The alarm bells are ringing. And they are impossible to ignore. Once again, the National Education Assessment (NEA) 2024 has delivered news that is both hopeful and haunting. Our Grade III students are soaring in English and Mathematics; their steady gains a testament to hard work, ambition, and the pull of global excellence. Amidst these triumphs, lies stagnant, frozen in a state of quiet crisis. This is not just a score. It is a reflection of our language, our culture, our identity, struggling to remain alive in the minds of our youngest citizens.
Officials have rightly observed, “This finding underscores the challenge of balancing proficiency in Dzongkha while also meeting global competencies.” But this is not just policy speak. It is a challenge that strikes at the heart of who we are as a nation.
How do we equip our children to thrive in a rapidly globalizing world without letting them drift away from the language that carries our history, values, and soul? What must be done to reconcile these competing imperatives? Do we intensify Dzongkha instruction at the cost of time devoted to English and Mathematics, or do we seek innovative pedagogies that weave cultural literacy seamlessly with global competencies?
Perhaps the answer lies not in choosing one over the other but in reimagining education itself; by crafting learning experiences that celebrate Dzongkha as a living language, while simultaneously fostering the analytical and communicative skills demanded by the 21st century.
The solution demands more than routine effort. It calls for vision, creativity, and unflinching courage. We must probe deeply, with honesty and rigor, to uncover the barriers that prevent our children from mastering what they ought to know. What unseen forces – be they curricular gaps, teaching methods, societal pressures, or a lack of engagement – are holding them back? Only by identifying these obstacles can we design interventions that are precise, effective, and transformative.
Understanding the reasons behind our students’ limitations is the first, indispensable step toward ensuring that every child is equipped not merely to survive in the world, but to thrive in it – grounded in their heritage while fully prepared for the challenges and opportunities of a rapidly changing global landscape.
Additionally, we need educators who are willing to innovate, policymakers who dare to act boldly, and a society that values both tradition and progress.
The crossroads loom, unforgiving and absolute. One path offers global proficiency, but a future in which our children know the world but forget their own. The other clings to our cultural and linguistic heritage, guarding the essence of Bhutan, yet risks leaving them unarmed against the tides of a fast-moving, unforgiving world. Bhutan cannot choose between survival and relevance.

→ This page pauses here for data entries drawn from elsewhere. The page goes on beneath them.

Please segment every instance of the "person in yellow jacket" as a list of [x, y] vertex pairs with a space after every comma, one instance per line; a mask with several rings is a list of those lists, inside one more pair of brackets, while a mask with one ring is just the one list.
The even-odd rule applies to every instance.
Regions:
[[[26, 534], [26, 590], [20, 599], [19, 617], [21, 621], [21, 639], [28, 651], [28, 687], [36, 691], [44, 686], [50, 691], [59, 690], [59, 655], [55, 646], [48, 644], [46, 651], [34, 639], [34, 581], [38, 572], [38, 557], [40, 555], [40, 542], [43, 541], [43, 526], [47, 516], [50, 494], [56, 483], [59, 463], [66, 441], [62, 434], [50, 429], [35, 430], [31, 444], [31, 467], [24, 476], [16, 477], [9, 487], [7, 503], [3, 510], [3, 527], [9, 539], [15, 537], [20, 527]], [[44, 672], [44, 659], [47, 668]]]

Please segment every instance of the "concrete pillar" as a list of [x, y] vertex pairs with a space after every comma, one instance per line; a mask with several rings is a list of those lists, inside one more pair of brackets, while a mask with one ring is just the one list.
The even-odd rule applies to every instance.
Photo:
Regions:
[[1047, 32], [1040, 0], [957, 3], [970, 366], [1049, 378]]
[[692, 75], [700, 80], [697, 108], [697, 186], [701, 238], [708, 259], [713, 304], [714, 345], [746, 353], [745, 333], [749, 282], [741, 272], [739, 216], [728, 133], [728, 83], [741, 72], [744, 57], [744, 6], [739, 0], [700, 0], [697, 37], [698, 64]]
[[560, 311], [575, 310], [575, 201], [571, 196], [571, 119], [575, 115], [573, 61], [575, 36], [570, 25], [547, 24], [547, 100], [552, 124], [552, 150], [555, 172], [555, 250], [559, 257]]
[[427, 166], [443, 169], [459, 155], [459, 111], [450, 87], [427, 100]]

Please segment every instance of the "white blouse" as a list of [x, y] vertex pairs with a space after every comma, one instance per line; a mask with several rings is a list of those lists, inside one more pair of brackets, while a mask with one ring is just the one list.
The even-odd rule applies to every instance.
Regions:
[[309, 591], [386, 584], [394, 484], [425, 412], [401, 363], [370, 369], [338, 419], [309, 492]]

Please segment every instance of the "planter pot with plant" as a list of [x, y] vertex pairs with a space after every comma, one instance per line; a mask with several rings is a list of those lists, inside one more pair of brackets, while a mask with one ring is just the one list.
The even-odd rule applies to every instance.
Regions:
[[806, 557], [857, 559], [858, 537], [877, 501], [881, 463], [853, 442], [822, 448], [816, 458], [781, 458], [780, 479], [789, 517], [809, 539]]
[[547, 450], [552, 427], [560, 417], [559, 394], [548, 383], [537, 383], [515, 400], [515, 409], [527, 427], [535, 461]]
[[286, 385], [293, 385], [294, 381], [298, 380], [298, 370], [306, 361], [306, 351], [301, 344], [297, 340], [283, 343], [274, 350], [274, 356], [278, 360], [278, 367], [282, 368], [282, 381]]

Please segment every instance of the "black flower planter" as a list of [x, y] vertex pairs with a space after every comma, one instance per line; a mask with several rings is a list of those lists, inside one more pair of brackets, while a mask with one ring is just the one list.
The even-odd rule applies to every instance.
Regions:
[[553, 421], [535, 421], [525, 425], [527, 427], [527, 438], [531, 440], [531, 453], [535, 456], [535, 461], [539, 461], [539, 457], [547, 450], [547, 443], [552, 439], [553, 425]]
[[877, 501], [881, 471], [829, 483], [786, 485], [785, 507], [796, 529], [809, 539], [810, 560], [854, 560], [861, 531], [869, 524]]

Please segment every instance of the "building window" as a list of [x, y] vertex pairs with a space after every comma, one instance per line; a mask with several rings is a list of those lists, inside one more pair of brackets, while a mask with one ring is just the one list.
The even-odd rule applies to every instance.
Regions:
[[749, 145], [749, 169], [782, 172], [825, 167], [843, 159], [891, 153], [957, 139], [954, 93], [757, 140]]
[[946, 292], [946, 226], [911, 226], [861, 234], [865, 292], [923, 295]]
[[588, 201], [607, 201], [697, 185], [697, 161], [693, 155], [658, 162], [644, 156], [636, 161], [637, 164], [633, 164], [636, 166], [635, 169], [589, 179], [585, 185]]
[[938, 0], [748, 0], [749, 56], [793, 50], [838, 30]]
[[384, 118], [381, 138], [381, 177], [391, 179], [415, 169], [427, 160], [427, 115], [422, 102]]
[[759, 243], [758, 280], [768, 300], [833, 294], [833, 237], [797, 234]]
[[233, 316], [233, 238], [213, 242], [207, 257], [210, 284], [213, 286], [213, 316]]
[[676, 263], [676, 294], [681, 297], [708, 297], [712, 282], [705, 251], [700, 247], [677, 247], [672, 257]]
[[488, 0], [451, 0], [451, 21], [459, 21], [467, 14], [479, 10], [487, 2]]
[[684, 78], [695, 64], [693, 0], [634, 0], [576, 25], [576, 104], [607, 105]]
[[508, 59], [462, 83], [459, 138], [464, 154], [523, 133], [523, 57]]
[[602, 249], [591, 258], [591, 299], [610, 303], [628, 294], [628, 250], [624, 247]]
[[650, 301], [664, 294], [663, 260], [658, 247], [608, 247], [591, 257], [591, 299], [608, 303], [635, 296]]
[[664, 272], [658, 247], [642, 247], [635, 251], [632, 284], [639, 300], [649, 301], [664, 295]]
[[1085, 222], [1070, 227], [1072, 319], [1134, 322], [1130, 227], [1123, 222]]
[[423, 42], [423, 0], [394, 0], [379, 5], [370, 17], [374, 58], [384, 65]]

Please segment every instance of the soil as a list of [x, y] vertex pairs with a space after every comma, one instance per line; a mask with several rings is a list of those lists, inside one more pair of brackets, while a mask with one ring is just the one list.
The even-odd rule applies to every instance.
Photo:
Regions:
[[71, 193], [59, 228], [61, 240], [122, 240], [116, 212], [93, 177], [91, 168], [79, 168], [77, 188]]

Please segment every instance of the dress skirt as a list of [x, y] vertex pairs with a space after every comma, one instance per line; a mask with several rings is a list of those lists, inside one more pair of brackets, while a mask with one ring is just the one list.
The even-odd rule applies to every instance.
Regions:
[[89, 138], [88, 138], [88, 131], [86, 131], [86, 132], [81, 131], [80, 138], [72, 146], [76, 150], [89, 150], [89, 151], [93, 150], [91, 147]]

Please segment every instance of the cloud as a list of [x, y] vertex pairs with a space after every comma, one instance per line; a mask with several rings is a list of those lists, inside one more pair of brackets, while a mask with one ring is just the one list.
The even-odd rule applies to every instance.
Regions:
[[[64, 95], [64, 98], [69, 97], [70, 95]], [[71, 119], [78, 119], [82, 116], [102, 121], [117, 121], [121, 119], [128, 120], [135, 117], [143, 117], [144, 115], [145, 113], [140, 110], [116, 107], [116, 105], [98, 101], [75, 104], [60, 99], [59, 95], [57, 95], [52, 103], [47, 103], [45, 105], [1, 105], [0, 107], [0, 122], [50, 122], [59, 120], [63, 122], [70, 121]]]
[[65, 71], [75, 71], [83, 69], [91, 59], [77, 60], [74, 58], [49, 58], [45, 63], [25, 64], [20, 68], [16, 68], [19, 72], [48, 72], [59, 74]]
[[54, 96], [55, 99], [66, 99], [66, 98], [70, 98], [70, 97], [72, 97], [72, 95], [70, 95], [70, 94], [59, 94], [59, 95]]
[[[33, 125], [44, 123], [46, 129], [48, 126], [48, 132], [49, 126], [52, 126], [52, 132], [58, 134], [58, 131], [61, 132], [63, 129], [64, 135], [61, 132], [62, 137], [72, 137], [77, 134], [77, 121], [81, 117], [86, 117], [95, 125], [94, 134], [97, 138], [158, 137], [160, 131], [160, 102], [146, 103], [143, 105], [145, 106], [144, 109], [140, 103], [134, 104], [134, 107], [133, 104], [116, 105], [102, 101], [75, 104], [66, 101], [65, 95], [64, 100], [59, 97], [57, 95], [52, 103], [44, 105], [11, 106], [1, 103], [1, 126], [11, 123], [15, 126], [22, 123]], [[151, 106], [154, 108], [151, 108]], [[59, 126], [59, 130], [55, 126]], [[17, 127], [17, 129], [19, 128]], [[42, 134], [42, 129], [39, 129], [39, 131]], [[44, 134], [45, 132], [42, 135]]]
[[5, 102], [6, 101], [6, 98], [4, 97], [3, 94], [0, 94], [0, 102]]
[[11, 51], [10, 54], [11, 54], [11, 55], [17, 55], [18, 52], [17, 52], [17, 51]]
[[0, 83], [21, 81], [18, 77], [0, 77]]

We must carve a third path; a path where Dzongkha does not merely survive, but thrives, standing shoulder to shoulder with English and Mathematics; one where tradition is not a chain, nor modernity a threat. We must chase a vision – where our children are fluent in the tongue of their ancestors yet fearless in the language of the world. We must act. We must ignite innovation in our classrooms, breathe life into our heritage, and demand that education be both a shield and a sword, one that protects our roots while preparing our children to conquer every horizon.